The Anguilla House of Assembly met briefly on Thursday, March 15, and passed the Bills of Exchange (Amendment)Bill 2012 giving the legislation its first, second and third readings.
It is understood that the passage of the Bill, at one sitting of the House, was to meet urgent requirements of the Eastern Caribbean Central Bank which governs the operation of commercial banking inAnguillaand the other member territories.
The Bill was expected to be presented by Chief Minister and Minister of Finance, Hubert Hughes, but he declined to do so. The Speaker, Mrs. Barbara Webster-Bourne, explained that the Chief Minister had previously made it clear that the only Bill he would present would be the Appropriation Bill (dealing with budgeting) and that any other Bills would be presented by someone else knowledgeable in law.
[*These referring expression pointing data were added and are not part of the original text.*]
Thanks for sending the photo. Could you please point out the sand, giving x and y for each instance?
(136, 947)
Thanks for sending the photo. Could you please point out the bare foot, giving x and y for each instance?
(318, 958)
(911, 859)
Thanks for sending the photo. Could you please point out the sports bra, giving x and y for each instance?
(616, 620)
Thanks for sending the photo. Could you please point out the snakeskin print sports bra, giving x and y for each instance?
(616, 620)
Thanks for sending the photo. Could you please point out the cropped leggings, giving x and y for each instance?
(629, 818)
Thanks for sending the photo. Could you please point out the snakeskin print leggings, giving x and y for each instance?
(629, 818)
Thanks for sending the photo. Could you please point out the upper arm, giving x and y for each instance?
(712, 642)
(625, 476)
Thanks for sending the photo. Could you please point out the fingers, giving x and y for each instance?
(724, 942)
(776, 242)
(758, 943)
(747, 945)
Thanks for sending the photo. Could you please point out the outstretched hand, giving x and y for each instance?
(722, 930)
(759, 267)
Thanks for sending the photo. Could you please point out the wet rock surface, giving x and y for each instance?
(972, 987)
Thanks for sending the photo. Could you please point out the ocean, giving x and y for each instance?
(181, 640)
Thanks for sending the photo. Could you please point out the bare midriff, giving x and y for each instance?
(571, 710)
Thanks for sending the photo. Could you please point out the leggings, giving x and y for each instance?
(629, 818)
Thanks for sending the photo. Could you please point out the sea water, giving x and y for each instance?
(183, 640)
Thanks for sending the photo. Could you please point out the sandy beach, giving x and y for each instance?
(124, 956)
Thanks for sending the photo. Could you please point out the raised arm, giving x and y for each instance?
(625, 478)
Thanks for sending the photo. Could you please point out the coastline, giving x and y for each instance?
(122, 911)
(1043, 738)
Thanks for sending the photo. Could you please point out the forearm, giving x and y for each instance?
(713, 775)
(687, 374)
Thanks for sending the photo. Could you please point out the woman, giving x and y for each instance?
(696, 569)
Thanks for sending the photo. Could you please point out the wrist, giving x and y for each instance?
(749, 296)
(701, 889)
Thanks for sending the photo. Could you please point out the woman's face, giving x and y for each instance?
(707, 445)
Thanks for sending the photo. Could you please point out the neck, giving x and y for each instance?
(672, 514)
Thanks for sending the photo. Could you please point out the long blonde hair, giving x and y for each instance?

Mr. Hughes said that he had informed the new House of Assembly, from its inception, when his Government came to office, that “the rules had changed”. Opposition Leader, Evans Mc Niel Rogers, had no problem with the Bill being given its three readings at one time, but he questioned the Chief Minister’s refusal to present it to the House in his capacity as Minister of Finance. “This is a new development in my experience, Madam Speaker,” Mr. Rogers commented, adding that he would research the matter later in relation to other regional parliamentary rules and regulations.
After briefly hesitating, Attorney General, James Wood, moved the reading of the Bill. “It amends the existing Bills of Exchange Act which is a piece of legislation which extends across the Eastern Caribbean Central Bank region, so it is a standardised piece of legislation which applies in all the member states and territories,” he explained. “It is, as I understand, in place in perhaps all but one of those member states at the moment; and of course that is the need for the expeditious approach being adopted this afternoon.”
Mr. Wood said the majority of the amendments were “almost word for word, exactly the same as those in the other territories”. He stated that the Bill sought “to amend the Bills of Exchange Principal Act in order to allow cheques to be presented at an address in Anguilla specified by the paying bank in the Official Gazette; to enable cheques to be presented for payment by notification of their essential features by electronic means, or otherwise, rather than by physical presentation; to render inapplicable section 52(4) of the Principal Act (which concerns the duties of holders of bills), to cheques presented as provided by section 45B; and to allow a certified copy of an unendorsed cheque to be accepted as evidence of receipt of payment.”
The Attorney General said all of the provisions had been clearly considered by the Central Bank and the legal departments of the member territories with a view of expediting banking processes within the region.
The Chief Minister, with the help of the Attorney General, said the only suggested change to the legislation was “to insert the words ‘subject to negative resolution of the House of Assembly’ after the words ‘the Minister may make regulations’ and before ‘for giving effect to the provisions of this Act.’”
The Attorney General said that as a matter of law there was no difficulty in making such amendment. “However,” he went on, “the point should be made that this change does not certainly, in my view, arise, and make constitutional difficulty with the existing wording of the Bill and I must make that absolutely clear. It has not been my advice that the current drafting of the Bill, is in any way defective or contrary to any of the constitutional provisions. In effect, I understand that the change, agreed by the ECCB, is a matter of policy. It is a political decision and not a legal one. I must stress that because the suggestion for that amendment has not arisen from the Attorney General’s Chambers.”
It is understood that the suggestion for the amendment was made to the Attorney General’s Chambers by Mrs. Lolita Davis Richardson.
Recently the Chief Minister recommended in the House of Assembly that she should be assigned to the Attorney General’s Chambers to review draft Bills before they were presented in the House where “parliamentarians are not lawyers.”